Doctorate of Philosophy (PhD) in Education


College of Education, Doctoral Program

First Advisor

Jeffrey Kuzmic

Second Advisor

Joseph Gardner

Third Advisor

Enora Brown


African-American graduation rates fall behind all other ethnic groups in the United States. Due to intensifying racial inequalities in Chicago, schools in low-income minority communities have confronted augmented segregation in educational opportunities. The closing of numerous schools, high-stakes, and standardized testing mandates, along with new educative options such as charters and military academies, have resulted in a dual-tiered educational system.
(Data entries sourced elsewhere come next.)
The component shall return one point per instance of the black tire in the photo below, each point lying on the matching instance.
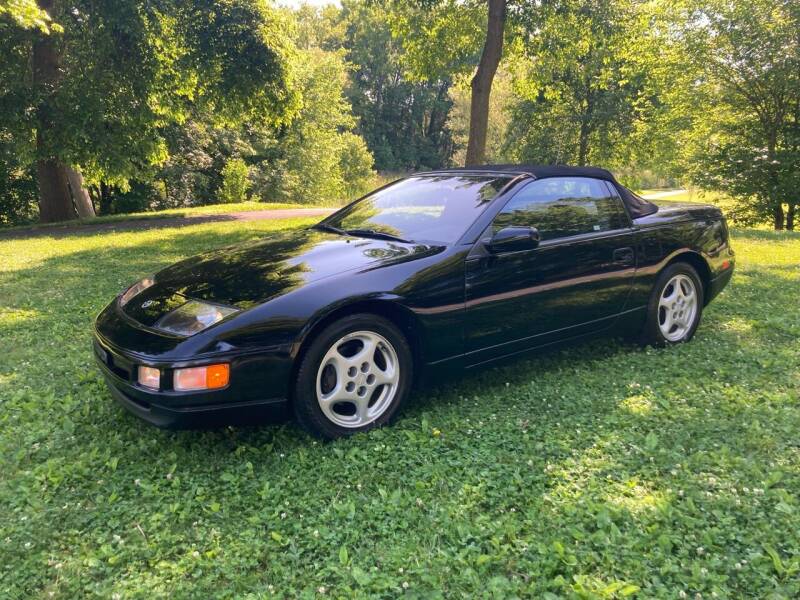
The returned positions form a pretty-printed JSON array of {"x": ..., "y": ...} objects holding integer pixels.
[
  {"x": 307, "y": 408},
  {"x": 652, "y": 334}
]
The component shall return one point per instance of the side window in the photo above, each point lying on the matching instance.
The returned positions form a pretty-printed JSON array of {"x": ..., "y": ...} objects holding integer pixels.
[{"x": 564, "y": 206}]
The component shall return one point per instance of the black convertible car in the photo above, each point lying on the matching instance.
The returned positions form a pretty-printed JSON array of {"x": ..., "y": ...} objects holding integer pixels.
[{"x": 446, "y": 269}]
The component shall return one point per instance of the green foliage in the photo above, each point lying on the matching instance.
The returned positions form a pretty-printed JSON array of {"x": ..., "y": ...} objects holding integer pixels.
[
  {"x": 577, "y": 84},
  {"x": 586, "y": 472},
  {"x": 25, "y": 14},
  {"x": 403, "y": 121},
  {"x": 131, "y": 70},
  {"x": 310, "y": 163},
  {"x": 749, "y": 145},
  {"x": 235, "y": 182},
  {"x": 355, "y": 162}
]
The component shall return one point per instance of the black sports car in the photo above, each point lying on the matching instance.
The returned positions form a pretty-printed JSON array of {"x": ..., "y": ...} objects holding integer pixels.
[{"x": 445, "y": 269}]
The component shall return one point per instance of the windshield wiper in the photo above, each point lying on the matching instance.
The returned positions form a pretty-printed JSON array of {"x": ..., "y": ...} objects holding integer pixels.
[{"x": 374, "y": 233}]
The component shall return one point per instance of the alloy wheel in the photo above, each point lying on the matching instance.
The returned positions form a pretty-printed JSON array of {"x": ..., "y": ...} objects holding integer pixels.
[
  {"x": 677, "y": 308},
  {"x": 357, "y": 379}
]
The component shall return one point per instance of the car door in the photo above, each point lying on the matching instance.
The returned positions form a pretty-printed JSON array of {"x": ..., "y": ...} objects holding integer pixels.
[{"x": 575, "y": 282}]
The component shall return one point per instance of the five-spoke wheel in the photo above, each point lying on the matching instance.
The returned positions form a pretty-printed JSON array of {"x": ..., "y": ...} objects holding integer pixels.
[
  {"x": 353, "y": 376},
  {"x": 357, "y": 379},
  {"x": 675, "y": 306}
]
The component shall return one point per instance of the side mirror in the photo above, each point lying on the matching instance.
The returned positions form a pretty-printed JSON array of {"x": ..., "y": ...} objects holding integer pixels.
[{"x": 513, "y": 239}]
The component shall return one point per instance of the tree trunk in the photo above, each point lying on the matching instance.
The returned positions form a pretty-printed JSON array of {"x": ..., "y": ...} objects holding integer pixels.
[
  {"x": 80, "y": 195},
  {"x": 777, "y": 214},
  {"x": 482, "y": 83},
  {"x": 55, "y": 203},
  {"x": 55, "y": 200},
  {"x": 105, "y": 199}
]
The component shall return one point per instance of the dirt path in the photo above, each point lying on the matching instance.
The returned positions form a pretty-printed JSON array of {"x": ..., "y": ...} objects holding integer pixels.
[{"x": 59, "y": 231}]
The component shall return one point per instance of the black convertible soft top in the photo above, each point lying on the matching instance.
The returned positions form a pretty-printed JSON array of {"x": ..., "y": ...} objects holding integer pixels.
[{"x": 637, "y": 206}]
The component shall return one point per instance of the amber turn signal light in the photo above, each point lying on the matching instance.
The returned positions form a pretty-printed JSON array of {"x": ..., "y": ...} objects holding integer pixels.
[{"x": 209, "y": 377}]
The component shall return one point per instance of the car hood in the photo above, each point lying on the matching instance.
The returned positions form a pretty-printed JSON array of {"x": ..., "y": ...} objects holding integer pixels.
[{"x": 248, "y": 274}]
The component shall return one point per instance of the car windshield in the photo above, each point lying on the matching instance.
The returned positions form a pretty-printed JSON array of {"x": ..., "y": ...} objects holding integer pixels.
[{"x": 437, "y": 208}]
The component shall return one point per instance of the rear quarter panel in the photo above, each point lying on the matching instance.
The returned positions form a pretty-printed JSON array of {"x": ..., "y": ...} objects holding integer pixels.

These new educative options are entrenched in the neo-liberal ideology of free marketization and privatization of education and encourages the expansion of elite selective enrollment high schools. This expansion has marginalized and alienated many African-American students in addition to fostering more apprehension within the African-American community. The purpose of this qualitative study was to investigate the perspectives of African-American high school students attending selective enrollment and neighborhood schools as they experience inequity, racism, and the political process within and outside the school setting. The research design for this study is described best as a qualitatively framed critical ethnography. Data was collected from a total of 19 interviews with African-American high school students concerning their views on each other’s academic ability as well as their perspective on success and school disparities. A constant comparative approach was used in analyzing the data collected. What was also revealed was that 13 students were political activists. Results from the data revealed that students were mostly concerned with testing, school budgeting practices, and self-perceptions of race and academic success. Of the ten selective enrollment students, six thought that students attending neighborhood high schools were marginalized, a belief also shared by seven of the nine students attending neighborhood high schools. Of all 19 students interviewed, sixteen believed that attending a selective enrollment school garnered better chances for success. This study concludes with a discussion from students on ways to remediate the educational gap and the researcher’s suggestion that more studies focus on within-group variation. Also included is a discussion on the necessity of cultivating student voice through political activism.